Handles HTTP requests and responses:

// web/users/users.controller.ts
@Controller('users')
export class UsersController {
  constructor(
    private readonly userRepository: UserRepository,
    private readonly notifier: Notifier,
  ) {}

  @Post()
  async create(@Body() body: any) {
    return await userUseCases.create(
      body,
      this.userRepository,
      this.notifier,
      logger,
    );
  }
}

Layer 4: Frameworks & Drivers

Location: External libraries and configurations

  • NestJS framework
  • Sequelize ORM
  • Mongoose ODM
  • Redis client
  • External APIs

Dependency Rule

The most important rule: Dependencies point inward.

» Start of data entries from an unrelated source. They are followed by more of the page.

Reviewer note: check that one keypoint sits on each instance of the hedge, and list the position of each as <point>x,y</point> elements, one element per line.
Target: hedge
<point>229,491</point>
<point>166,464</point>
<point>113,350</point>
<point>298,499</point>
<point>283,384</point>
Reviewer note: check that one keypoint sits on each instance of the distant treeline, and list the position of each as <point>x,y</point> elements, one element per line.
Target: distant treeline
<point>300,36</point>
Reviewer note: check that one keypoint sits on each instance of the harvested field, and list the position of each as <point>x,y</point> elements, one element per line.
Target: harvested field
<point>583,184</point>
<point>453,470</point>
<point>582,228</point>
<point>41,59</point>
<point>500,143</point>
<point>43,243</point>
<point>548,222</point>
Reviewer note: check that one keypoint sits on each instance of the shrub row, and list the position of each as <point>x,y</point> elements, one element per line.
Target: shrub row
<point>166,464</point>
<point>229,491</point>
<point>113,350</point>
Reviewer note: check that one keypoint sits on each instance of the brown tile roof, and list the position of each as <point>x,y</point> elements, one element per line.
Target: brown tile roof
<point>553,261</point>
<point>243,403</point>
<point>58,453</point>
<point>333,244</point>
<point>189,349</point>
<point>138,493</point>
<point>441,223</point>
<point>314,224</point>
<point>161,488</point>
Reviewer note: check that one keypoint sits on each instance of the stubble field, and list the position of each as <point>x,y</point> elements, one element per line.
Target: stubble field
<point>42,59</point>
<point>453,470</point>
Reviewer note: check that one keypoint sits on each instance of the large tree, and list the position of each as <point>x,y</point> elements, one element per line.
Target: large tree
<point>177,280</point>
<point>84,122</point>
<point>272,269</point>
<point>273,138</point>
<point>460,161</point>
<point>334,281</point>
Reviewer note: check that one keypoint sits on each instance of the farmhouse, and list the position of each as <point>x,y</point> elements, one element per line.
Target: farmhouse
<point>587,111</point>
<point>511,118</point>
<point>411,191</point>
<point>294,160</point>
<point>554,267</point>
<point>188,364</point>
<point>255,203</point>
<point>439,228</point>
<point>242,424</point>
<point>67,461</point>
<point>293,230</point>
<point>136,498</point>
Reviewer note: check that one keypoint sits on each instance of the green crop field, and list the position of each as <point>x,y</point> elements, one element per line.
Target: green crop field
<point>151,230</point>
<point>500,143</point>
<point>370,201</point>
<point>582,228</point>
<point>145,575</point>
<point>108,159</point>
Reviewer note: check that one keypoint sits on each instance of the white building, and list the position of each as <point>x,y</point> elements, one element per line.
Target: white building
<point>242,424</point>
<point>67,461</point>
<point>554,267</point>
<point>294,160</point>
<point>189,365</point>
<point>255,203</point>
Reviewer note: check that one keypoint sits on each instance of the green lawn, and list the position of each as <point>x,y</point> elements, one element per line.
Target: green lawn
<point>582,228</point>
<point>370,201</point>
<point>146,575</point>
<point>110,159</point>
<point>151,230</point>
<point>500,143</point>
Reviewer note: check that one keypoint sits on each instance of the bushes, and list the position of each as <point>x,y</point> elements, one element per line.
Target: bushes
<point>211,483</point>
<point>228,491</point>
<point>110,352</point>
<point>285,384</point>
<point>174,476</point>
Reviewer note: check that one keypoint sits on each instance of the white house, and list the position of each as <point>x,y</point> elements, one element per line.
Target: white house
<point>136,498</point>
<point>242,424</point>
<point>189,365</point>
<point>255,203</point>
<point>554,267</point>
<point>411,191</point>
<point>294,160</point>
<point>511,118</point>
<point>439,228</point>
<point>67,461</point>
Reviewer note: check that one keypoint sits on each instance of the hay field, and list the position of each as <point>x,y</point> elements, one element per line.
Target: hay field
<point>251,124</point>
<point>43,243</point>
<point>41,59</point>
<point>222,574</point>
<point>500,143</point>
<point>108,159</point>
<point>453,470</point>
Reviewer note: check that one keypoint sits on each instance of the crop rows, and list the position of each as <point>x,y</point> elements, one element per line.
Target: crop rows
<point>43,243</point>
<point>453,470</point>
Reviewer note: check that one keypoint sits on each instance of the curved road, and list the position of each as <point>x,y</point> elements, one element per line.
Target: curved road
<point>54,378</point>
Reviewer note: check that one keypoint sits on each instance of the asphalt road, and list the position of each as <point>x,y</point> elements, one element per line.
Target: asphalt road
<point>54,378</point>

Frameworks → Adapters → Use Cases → Entities
  • Outer layers depend on inner layers
  • Inner layers know nothing about outer layers
  • Domain is independent of everything

Example

// ❌ WRONG: Domain depending on framework
import { Injectable } from '@nestjs/common';

export class User {
  // Domain shouldn't know about NestJS
}

// ✅ CORRECT: Framework depending on domain
import { User } from '@/domain/user/user.entity';

@Injectable()
export class UsersService {
  // Framework layer uses domain
}

Crossing Boundaries

Repository Pattern

Domain defines the contract:

// domain/user/user.repository.ts
export abstract class UserRepository {
  abstract add(user: User): Promise<User>;
  abstract get(id: string): Promise<User>;
}

Adapter implements it:

// adapters/user/user.repository.ts
export class UserSqlRepository extends UserRepository {
  async add(user: User): Promise<User> {
    // Implementation
  }
}

Web layer uses it via dependency injection:

// web/users/users.module.ts
@Module({
  providers: [
    { provide: UserRepository, useClass: UserSqlRepository },
  ],
})
export class UsersModule {}

Benefits in Practice

1. Framework Independence

Can switch from NestJS to Express without changing domain/application layers:

// Domain and use cases remain the same
// Only web layer changes

2. Database Independence

Can switch from Sequelize to TypeORM:

// Change adapters/user/user.repository.ts
// Domain and use cases unchanged

3. External Service Independence

Can switch from Paystack to Stripe:

// Implement new gateway
export class StripeGateway extends PaymentGateway {
  // Implementation
}

// Update DI configuration
{ provide: PaymentGateway, useClass: StripeGateway }

4. Testability

Mock repositories easily:

const mockUserRepository = {
  add: jest.fn(),
  get: jest.fn(),
};

await userUseCases.create(
  data,
  mockUserRepository,
  mockNotifier,
  mockLogger,
);

Common Patterns

Entity Creation

Entities use static factory methods:

const user = User.create(
  id,
  fullName,
  email,
  passwordHash,
);

Repository Operations

Always return domain entities:

class UserSqlRepository {
  async get(id: string): Promise<User> {
    const model = await db.User.findByPk(id);
    return this.loads(model); // Convert to domain entity
  }
}

Use Case Functions

Pure functions that orchestrate:

async function someUseCase(
  data: any,
  dependencies: { repo: Repository, service: Service },
) {
  // Validate
  // Execute business logic
  // Return DTO
}

Anti-Patterns to Avoid

❌ Leaking Framework into Domain

// domain/user/user.entity.ts
import { Injectable } from '@nestjs/common'; // NO!

❌ Domain Logic in Controllers

@Post()
async create(@Body() body: any) {
  // Validation logic here - NO!
  // Business rules here - NO!
  // Use use cases instead
}

❌ Use Cases Depending on Framework

// app/user/usecases.ts
import { Request } from 'express'; // NO!